接近、共闘も「限界ある」の指摘… “対トランプ”欧州と中国の結束は本物か (3/4ページ)

  • 5月31日、ベルリンで中国の李克強首相(左)を迎えるメルケル独首相(AP)
  • 2日、ブリュッセルの欧州連合(EU)本部で、各種の協力協定の署名式に出席するトゥスクEU大統領(左)と中国の李克強首相(中央)、ユンケル欧州委員長(AP)

 また、EUは中国企業が欧州に自由に進出するのに対し、中国市場では欧州など海外企業のアクセスが制限されていることを問題視する。
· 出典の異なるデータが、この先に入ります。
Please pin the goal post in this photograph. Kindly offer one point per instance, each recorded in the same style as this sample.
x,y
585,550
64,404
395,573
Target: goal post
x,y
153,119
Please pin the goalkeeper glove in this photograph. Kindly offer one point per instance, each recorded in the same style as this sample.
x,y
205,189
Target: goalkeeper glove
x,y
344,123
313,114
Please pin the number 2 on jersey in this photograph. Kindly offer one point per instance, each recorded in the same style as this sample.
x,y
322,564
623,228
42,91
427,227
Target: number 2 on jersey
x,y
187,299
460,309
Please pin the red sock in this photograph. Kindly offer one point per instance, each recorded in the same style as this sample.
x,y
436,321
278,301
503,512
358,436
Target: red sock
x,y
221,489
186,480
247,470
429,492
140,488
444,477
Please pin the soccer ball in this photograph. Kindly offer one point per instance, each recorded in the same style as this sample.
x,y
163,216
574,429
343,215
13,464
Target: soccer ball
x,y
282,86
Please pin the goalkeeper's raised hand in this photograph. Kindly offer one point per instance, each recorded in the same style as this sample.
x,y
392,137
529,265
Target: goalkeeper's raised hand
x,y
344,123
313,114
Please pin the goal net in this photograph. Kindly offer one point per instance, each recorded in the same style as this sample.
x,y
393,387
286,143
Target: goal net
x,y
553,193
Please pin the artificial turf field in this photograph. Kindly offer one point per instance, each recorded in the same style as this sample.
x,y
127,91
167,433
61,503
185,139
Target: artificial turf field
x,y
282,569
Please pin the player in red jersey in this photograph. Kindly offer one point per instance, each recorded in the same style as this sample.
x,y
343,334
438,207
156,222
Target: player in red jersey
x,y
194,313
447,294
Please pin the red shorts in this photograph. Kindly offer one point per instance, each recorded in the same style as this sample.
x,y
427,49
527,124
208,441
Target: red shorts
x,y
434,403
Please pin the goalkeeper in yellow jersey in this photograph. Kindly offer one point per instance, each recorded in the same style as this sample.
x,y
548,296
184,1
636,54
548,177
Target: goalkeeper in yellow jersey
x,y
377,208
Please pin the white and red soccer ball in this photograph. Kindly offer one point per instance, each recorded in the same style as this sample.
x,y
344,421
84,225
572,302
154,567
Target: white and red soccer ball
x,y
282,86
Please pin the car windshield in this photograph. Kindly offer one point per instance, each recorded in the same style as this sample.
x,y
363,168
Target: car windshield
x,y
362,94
中国とは公正な環境整備のため投資協定締結を目指すが、交渉は難航中。中国は輸出拡大のため、EUとの自由貿易協定を望むが、メルケル氏は「投資協定が前提」とあしらった。

 欧州は中国の人権問題も懸念する。トゥスク氏は首脳会談で温暖化対策という「共通点」を見いだした意義を強調したが、裏を返せば他の課題で相違は埋められなかったということだ。

 温暖化対策でもすれ違いがあるとの見方は強い。英紙フィナンシャル・タイムズは欧州が地球の環境保全を重視するのに対し、中国は国内の危機的な大気汚染の改善と「再生可能エネルギーの市場の支配」が「動機」と指摘。独週刊紙ツァイトは一方で「古い火力発電を輸出している」と中国の姿勢に疑問を呈した。

 EUとの首脳会談では温暖化対策の協力も含む共同声明が発表される見通しだったが、見送られた。中国が通商問題で主張が通らなかったためと伝えられる。記者会見でパリ協定に一言も触れなかった李氏からは通商問題に没頭していた様子がうかがえる。DPA通信はEUと中国の協力に「悪い予兆」と伝えた。

 米国との関係が揺らぐ欧州では新たなパートナーを探すべきだといった見解もあるが、ドイツの著名な知識人、テオ・ゾンマー氏は価値を共有しない中国との関係には「限界がある」と指摘する。メルケル氏も中国に対して「過度の幻想を抱いていない」(シュピーゲル)とされる。